On September 4, CNN anchor Soledad O’Brien alleged that Palin, while governor, cut the Alaska special needs budget.

“One area that has gotten certainly people sending to me a lot of e-mails is the question about as governor what she did with the special needs budget, which I’m sure you’re aware, she cut significantly, 62 percent I think is the number from when she came into office. "

There is a major cut in the Early Development Special Schools budget between 2007 and 2008. You can view them here:
2007 budget (PDF)
2008 budget (PDF)

FactCheck.org reported:

Those who claim that Palin cut special needs funding by 62 percent are looking in the wrong place and misinterpreting what they find there. They point to an apparent drop in the Department of Education and Early Development budget for special schools. But the special schools budget, despite the similar name, isn’t the special needs budget.

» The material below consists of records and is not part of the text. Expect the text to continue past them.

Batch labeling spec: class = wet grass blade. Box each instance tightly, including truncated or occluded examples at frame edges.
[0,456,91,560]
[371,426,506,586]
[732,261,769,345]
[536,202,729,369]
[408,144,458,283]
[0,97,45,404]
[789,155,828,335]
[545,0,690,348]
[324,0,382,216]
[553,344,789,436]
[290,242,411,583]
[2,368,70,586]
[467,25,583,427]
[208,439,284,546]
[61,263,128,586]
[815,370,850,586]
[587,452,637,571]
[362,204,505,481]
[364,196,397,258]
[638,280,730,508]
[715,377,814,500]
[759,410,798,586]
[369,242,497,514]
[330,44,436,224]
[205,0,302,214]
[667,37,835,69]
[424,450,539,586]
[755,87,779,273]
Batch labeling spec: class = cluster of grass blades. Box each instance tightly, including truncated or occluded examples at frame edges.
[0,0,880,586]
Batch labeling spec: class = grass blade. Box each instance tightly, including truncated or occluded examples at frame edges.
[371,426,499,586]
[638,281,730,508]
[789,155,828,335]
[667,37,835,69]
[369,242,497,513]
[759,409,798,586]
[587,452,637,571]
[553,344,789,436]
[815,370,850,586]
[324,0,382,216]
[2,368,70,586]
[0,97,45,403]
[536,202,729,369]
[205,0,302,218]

The decrease in funding for special schools is illusory. Palin moved the Alaska Military Youth Academy’s Challenge program, a residential military school program that teaches job and life skills to students under 20, out of the budget line for “special schools” and into its own line. This resulted in an apparent drop of more than $5 million in the special schools budget with no actual decrease in funding for the programs.

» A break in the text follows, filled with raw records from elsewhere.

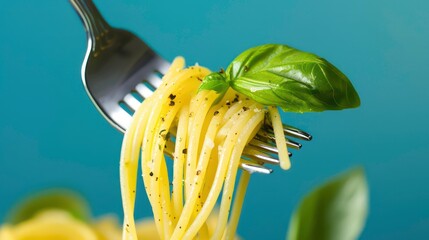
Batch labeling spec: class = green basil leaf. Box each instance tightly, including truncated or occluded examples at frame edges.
[6,189,90,224]
[287,168,368,240]
[226,44,360,112]
[198,72,229,104]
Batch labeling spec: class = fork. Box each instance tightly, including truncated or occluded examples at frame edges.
[70,0,312,174]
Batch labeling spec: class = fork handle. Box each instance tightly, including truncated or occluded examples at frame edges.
[70,0,111,50]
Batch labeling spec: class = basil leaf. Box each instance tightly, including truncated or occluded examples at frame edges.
[7,189,90,224]
[287,168,368,240]
[198,72,229,104]
[226,44,360,112]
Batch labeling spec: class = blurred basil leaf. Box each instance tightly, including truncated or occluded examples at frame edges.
[287,168,368,240]
[6,189,90,224]
[226,44,360,112]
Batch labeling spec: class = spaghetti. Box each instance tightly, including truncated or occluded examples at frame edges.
[120,57,290,239]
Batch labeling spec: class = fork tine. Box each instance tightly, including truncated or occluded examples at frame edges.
[256,129,302,149]
[124,93,141,111]
[283,124,313,141]
[240,162,273,174]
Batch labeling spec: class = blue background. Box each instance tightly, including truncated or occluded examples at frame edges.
[0,0,429,240]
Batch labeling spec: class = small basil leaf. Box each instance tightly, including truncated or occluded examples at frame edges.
[226,44,360,112]
[287,168,368,240]
[198,72,229,103]
[6,189,90,224]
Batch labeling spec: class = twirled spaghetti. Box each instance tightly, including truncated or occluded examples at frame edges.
[120,57,290,239]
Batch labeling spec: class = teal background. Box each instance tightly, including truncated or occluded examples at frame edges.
[0,0,429,240]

In a later report, FactCheck.org said:

The budget item for special needs students is called “Foundation Program,” and it did not decrease while Palin was governor. The Alaska Department of Education and Early Development told us that special needs and intensive needs students (that’s students with extreme special needs, the recipients of the largest per-student increase under Palin) got a total of $219 million in 2007, $220 million in 2008 and a projected $276 million in 2009. That’s a projected increase of 26 percent over Palin’s predecessor.

Education Week reported
that the education budget Palin signed in March 2008 actually raises the amount of spending on special needs students:

(The budget plan) raises spending for students with special needs to $73,840 in fiscal 2011, from the current $26,900 per student in fiscal 2008, according to the Alaska Department of Education and Early Development.